Like a battering ram, the consumer mind-set and behaviour has changed: from the indulgence of walking in to a pizza outlet to the convenience of delivery at the doorstep.

How does Jubilant look at this external disruption?

For one, by investing in data and embracing digital transformation. With investment in data centralization and mining, Jubilant now uses meaningful data to reach the consumer. Insights like food preferences, ticket size, walk-in share etc. are now cornerstone to Jubilant’s business strategy.

However, Pratik Pota is judicious in his appreciation of technology. He sees the insight as the force multiplier, and not the data. Jubilant on its part is investing and banking on the entire ecosystem – data, product, value for money, technology, and service to tackle disruption.

No banker left behind 

As traditional banking models continue to face pressure, digitization provides the greatest opportunity to reinvent operations.

Changing customer demands affects banking as much as food industry for Anuranjita Kumar, Managing Director Human Resources, RBS. As panellists at NTLF 2019, she’s candid that technology and digitization is the way ahead, but banking must evolve as its customers do. There is large consumer base that banks physically – be it cash withdrawal or deposit.

Analytics has the potential to redefine decision-making in the banking industry, but Kumar stresses that, “Social interactions will change in the future.”

With increased regulatory scrutiny and advent of disruptive technologies, (blockchain, for one) the banker of the future must be ready. Enabled by technology, the future banker has to be tech savvy and be able to read the changing landscape to stay relevant.

This involves a change in mind-set. This mind-set implementation transcends not only to the bottom-line but also to business approach, culture, product design and customer service.

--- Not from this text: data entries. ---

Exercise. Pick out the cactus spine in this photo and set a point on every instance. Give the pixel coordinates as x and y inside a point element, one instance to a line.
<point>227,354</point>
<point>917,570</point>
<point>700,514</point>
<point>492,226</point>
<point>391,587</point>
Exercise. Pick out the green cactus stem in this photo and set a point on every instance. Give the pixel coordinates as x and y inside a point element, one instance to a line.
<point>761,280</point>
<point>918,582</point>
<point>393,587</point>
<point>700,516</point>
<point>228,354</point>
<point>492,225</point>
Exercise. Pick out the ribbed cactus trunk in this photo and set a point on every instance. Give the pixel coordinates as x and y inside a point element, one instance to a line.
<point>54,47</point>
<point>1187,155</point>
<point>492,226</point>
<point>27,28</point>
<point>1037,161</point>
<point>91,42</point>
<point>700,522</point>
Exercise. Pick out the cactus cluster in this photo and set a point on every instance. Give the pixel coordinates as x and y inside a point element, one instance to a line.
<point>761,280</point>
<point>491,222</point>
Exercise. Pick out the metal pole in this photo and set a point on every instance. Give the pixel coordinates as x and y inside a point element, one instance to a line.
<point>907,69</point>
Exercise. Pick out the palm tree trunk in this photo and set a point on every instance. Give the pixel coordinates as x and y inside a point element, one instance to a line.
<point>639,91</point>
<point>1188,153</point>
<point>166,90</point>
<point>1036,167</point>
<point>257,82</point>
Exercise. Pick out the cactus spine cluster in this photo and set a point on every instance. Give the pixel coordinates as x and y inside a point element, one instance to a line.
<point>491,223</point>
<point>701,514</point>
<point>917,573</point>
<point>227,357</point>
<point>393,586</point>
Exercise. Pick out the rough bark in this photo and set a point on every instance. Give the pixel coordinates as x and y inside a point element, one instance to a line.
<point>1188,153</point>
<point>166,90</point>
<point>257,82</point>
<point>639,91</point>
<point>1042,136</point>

In a digital world, the future banker – empowered with technology – must find the right solutions intuitively.

Tech disrupts tech more

Mani Ganeshan, APAC Center Head, Amadeus Labs, sounds an obvious idea: no other industry sees disruption more than tech!

As one of the largest players in the travel and aviation space, Amadeus sees disruption at several levels. The first, he enumerates, is the customer. In a market where options are plenty and experience is important, the customer is the biggest disruptor.

Amadeus’s clients are airlines and airports, hotels, search engines, travel agencies, tour operators and other travel players. The proliferation of technology-based start-ups offering point-solutions to these entities is a threat and a challenge. It’s hard keeping ahead of the curve, but Ganeshan hedges his bets on their technology serving better.

The other disruptor he lists is the geopolitical scenario and security issues. In an increasingly cautious world, governments across the world mandate diverse – even frustrating – data handling, storage, and usage policies. Setting up data centres in each region isn’t viable – but that’s disruption to be deal with.

How then do Amadeus and Ganeshan reconfigure and anticipate the changing horizon?

A decade ago, specialists in IT and ITeS were aplenty. Now, however, the hiring focus has shifted. “We prefer versatility and adaptability more than aptitude or experience,” emphasizes Ganeshan.

The reconfiguration happens at his level too. Ganeshan’s role now is more of an entrepreneur – tackling problems like fostering talent base and instilling the enterprising mind-set in the team.

Skills of the future

Irrespective of industry, there is unanimous agreement on the desired skills. There is need to worry about the skills people use in order to be effective at disruption.

For managers, this means to be less managerial, and more enabler. The role transcends the traditional activity of reviewing and staffing to more coach-like. It’s the ‘human touch’ that makes managers deal with disruption easily.

Technology will take care of the ‘matters of mind’ but managers will be increasingly relevant for the ‘matters of heart’.

Change is essential. Disruption is an unavoidable waypoint for growth journey of businesses. Dealing with disruption and securing the business is a matter of anticipating the horizon change. But as long as organizations are prepared to invest the time and energy in the human-centred dimensions, disruptions will only make things better.